Murat se sintió envuelto en una oleada de vértigo. Su hermano no se dio cuenta y prosiguió:

– El viejo habría dejado tal vez a la niña en su convento, pero el padre insistió en que se cumpliesen todas las cláusulas del contrato matrimonial. Nuestro padre no pudo resistir la tentación de recibir el último tercio de la dote de la pequeña bizantina. Esto incluye Tyzmpe, a donde me enviarán para mandar en el fuerte. ¿Querrás venir?

– ¿Está ya aquí la princesa? -preguntó Murat, esperando que su tono fuese casual.

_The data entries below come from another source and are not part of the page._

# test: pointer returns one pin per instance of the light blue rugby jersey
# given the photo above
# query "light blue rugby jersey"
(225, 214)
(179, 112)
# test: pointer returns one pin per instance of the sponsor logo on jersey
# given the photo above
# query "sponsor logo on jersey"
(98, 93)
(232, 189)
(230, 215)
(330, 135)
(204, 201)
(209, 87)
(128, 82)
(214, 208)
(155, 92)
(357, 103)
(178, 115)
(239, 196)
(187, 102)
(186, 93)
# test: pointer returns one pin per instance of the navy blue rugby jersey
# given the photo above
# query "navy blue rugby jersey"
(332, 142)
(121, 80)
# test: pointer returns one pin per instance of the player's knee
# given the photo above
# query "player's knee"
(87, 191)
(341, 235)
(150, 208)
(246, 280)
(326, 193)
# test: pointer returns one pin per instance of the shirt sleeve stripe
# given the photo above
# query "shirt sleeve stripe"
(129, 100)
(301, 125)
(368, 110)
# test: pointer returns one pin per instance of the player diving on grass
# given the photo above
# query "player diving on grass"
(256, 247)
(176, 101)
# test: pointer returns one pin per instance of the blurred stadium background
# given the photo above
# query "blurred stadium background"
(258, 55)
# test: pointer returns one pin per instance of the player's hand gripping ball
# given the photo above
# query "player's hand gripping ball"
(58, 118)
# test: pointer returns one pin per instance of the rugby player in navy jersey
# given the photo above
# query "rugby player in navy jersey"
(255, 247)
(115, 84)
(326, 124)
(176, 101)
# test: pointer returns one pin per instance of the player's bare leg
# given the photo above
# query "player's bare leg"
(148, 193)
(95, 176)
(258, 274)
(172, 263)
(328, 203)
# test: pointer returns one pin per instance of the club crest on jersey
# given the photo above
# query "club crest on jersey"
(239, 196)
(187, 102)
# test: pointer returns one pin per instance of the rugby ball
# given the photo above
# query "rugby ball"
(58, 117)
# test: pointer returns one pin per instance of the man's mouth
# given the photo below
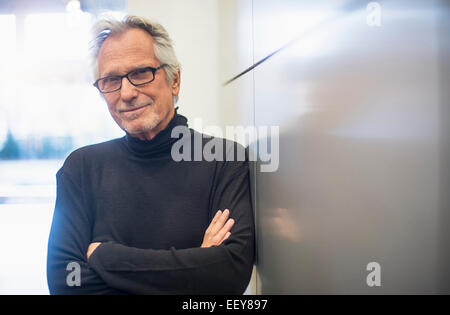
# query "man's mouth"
(133, 109)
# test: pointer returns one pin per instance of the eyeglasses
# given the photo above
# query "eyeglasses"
(136, 77)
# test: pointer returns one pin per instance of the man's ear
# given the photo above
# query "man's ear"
(176, 84)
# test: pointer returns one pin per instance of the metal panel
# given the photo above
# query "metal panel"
(363, 146)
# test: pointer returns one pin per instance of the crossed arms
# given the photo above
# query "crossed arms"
(221, 265)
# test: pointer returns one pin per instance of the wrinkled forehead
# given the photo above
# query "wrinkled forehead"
(123, 52)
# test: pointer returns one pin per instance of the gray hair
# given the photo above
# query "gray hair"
(162, 44)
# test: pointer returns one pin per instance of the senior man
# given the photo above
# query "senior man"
(128, 217)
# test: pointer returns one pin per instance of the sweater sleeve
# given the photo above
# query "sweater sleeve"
(70, 236)
(223, 269)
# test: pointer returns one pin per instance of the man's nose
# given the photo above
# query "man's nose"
(128, 90)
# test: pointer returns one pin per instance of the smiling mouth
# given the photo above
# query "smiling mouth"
(133, 109)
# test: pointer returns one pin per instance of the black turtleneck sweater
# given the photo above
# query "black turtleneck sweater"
(150, 214)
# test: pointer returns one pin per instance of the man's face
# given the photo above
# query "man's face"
(142, 110)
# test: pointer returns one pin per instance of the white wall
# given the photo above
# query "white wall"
(193, 26)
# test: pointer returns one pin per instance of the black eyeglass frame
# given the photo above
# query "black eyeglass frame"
(153, 70)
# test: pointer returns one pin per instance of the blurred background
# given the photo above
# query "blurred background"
(359, 90)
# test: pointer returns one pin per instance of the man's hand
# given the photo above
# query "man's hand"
(219, 229)
(91, 249)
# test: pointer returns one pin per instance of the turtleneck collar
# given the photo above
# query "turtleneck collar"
(160, 144)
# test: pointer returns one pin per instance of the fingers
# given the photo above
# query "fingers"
(218, 230)
(222, 233)
(214, 221)
(220, 222)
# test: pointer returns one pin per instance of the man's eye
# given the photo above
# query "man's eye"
(111, 79)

– Sí. Y es una bonita pieza, aunque demasiado pálida para mi gusto. La vi de refilón cuando llegó esta tarde. Probablemente estaba asustada, la pobrecilla. Bueno, mañana se encontrará mejor. Nuestro padre puede ser viejo, pero todavía sabe dejar a las mujeres con ganas de repetir. Ojalá conservemos nosotros la potencia tanto tiempo como él, ¿no es verdad, hermano?

– Sí, sí -dijo distraídamente Murat, puesto todo su corazón en Teadora, su paloma, su preciosa y pequeña amada.

Solimán siguió charlando.

– La dama Anastasia dice que, probablemente, la princesita incitó a su padre para mejorar su posición. Dice que todos los Cantacucenos son ambiciosos.

– Ya tengo bastante vapor -dijo Murat, levantándose. Salió al tepidarium, agarró una jofaina y vomitó en ella-. El maldito pescado debía de estar corrompido -murmuró, mientras ponía la jofaina en manos de un esclavo.

Después de lavarse la boca con agua de menta, se vistió y se dirigió a las habitaciones de su madre.

Para su inmensa sorpresa, Anastasia estaba con Nilufer.

– ¿Es cierto -preguntó bruscamente-que el viejo sátiro se acostará con la joven bizantina esta noche?

– Sí -respondió Nilufer, que era una bella mujer de unos cuarenta y cinco años. Sus cabellos del color del trigo brillaban aún con reflejos dorados, y sus ojos ambarinos eran relucientes y sabios-. Precisamente Anastasia y yo estábamos comentando este giro inesperado de los acontecimientos y la manera de hacerles frente.